Foreign Minister Mevlüt Çavuşoğlu warns rumored US decision to move its embassy to Jerusalem would trigger new conflicts
The reported U.S. plan to relocate its embassy in Israel from Tel Aviv to Jerusalem would bring chaos, not peace, to the region, Turkey’s foreign minister warned Tuesday.
Speaking to reporters in Albania’s capital Tirana, Mevlut Cavusoglu said Turkey "hopes" the U.S. would not take such step, adding that it would "trigger new conflicts in the region."
Relocating the U.S. Embassy to Jerusalem would violate international law and agreements as well as UN resolutions, said Cavusoglu.
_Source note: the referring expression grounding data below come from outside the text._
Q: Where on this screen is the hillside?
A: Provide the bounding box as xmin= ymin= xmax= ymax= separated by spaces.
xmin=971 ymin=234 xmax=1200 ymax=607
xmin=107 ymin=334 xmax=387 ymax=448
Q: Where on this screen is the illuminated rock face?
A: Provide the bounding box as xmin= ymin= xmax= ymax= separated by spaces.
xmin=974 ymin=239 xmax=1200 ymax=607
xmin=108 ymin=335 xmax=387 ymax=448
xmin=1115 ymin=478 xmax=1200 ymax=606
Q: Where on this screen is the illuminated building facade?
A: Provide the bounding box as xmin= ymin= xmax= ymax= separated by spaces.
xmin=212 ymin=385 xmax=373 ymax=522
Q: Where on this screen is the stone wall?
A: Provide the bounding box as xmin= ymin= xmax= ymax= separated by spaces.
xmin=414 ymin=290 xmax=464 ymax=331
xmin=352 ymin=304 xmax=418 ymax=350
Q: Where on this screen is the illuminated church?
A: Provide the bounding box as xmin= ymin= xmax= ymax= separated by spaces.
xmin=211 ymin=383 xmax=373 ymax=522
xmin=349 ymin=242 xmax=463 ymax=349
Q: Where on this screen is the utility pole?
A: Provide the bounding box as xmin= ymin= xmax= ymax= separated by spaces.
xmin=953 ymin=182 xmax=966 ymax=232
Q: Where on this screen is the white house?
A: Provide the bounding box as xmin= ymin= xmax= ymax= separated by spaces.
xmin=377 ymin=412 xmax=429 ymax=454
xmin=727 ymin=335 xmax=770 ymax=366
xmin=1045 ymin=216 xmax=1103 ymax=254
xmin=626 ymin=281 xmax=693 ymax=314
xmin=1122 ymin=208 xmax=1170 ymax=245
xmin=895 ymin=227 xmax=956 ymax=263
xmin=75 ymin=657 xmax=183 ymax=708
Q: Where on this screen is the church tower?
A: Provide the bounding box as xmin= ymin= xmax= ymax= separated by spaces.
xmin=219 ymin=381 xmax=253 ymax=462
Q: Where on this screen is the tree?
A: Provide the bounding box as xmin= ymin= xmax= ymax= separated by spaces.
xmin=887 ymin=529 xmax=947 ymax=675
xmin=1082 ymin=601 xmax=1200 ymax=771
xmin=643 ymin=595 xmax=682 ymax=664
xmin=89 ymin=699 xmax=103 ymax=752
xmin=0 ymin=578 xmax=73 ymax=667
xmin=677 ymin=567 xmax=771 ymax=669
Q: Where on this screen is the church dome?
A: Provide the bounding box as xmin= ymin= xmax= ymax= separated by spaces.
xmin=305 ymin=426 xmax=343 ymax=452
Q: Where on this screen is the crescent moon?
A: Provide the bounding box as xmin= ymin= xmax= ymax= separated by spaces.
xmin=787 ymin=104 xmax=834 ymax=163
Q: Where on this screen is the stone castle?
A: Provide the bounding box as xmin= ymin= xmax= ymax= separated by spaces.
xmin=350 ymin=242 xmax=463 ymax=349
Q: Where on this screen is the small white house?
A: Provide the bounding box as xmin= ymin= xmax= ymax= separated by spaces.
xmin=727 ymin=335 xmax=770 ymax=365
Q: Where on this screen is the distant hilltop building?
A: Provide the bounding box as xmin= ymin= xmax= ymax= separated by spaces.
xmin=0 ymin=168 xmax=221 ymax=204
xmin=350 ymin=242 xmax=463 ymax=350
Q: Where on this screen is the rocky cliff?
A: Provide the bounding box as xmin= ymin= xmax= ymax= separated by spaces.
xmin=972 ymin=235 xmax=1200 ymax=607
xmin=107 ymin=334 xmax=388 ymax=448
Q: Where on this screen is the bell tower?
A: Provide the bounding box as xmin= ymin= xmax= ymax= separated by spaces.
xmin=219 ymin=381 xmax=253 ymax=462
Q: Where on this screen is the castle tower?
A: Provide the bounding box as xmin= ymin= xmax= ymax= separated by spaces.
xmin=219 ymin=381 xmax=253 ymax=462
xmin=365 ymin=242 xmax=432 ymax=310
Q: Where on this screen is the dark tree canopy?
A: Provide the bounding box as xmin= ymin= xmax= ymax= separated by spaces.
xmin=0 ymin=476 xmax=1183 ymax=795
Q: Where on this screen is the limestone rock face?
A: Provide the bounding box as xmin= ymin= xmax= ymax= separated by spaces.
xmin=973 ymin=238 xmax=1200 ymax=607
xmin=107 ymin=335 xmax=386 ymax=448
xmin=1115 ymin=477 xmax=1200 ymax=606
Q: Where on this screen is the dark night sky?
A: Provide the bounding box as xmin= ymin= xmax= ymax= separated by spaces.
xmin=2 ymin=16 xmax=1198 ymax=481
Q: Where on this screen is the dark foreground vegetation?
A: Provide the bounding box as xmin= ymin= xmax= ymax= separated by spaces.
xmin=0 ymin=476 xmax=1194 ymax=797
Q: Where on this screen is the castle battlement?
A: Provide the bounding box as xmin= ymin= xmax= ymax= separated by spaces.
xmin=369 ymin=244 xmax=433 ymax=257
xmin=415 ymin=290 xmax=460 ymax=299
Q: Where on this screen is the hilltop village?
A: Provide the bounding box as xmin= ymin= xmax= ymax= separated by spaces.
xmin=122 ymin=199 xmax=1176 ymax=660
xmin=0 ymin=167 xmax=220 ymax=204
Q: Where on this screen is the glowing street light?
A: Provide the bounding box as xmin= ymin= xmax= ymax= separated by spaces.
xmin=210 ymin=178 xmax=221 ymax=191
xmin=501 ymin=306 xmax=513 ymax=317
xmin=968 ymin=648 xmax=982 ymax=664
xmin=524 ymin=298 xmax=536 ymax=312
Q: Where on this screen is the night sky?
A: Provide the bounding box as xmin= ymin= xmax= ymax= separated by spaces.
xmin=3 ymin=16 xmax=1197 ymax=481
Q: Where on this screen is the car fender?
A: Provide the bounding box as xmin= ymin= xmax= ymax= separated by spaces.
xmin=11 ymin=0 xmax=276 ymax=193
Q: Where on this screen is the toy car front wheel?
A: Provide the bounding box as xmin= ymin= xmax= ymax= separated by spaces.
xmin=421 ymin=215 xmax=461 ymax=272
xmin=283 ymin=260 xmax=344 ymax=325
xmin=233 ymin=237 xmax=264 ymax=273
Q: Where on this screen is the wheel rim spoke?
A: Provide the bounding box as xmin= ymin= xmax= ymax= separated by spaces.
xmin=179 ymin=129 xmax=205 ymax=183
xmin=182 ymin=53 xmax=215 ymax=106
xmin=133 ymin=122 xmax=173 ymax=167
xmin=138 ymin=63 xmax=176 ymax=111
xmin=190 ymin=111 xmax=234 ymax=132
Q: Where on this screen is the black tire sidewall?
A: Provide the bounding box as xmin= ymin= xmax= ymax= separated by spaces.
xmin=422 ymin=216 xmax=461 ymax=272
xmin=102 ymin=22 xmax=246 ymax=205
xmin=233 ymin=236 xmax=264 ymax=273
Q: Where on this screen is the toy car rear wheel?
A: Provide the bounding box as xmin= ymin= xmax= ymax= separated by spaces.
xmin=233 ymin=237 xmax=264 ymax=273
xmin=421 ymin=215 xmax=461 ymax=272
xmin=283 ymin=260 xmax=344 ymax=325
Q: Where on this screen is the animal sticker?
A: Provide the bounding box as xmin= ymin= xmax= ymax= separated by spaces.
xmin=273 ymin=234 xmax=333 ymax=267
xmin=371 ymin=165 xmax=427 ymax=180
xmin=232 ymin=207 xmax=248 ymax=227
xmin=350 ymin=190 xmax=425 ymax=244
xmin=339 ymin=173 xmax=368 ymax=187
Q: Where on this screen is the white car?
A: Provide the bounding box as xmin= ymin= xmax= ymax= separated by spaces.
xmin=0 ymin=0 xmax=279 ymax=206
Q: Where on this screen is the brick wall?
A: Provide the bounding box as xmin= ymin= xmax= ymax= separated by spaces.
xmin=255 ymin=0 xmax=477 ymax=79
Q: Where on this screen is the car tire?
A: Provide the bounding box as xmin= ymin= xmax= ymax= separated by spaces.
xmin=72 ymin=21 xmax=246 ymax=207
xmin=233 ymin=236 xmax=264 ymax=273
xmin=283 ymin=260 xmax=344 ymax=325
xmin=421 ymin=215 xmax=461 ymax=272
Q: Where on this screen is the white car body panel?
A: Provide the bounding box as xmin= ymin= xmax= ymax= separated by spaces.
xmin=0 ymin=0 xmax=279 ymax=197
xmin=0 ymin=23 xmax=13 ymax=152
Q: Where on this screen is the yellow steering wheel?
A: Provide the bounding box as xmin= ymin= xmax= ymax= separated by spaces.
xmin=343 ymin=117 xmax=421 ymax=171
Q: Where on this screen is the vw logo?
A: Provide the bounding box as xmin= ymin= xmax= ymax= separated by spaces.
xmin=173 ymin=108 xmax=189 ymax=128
The foreign minister is to discuss the matter with the U.S.' top diplomat and his other overseas counterparts at a NATO foreign ministers summit in Brussels later on Tuesday.
U.S. President Donald Trump is considering moving the American Embassy to Jerusalem and formal recognition of the city as Israel’s capital, according to media reports.
On the U.S. arming the terrorist PKK/PYD in Syria, Çavuşoğlu reiterated that there was "no difference between the PKK and YPG."
He said Turkey was closely monitoring Trump's pledge to stop supplying weapons to PKK/PYD terrorists in Syria.
In a phone conversation with President Recep Tayyip Erdoğan late last month, Trump promised to halt arms supplies to the PKK/PYD, the Syrian branch of the PKK, which has waged a terror campaign against Turkey since 1984, taking some 40,000 lives in the process.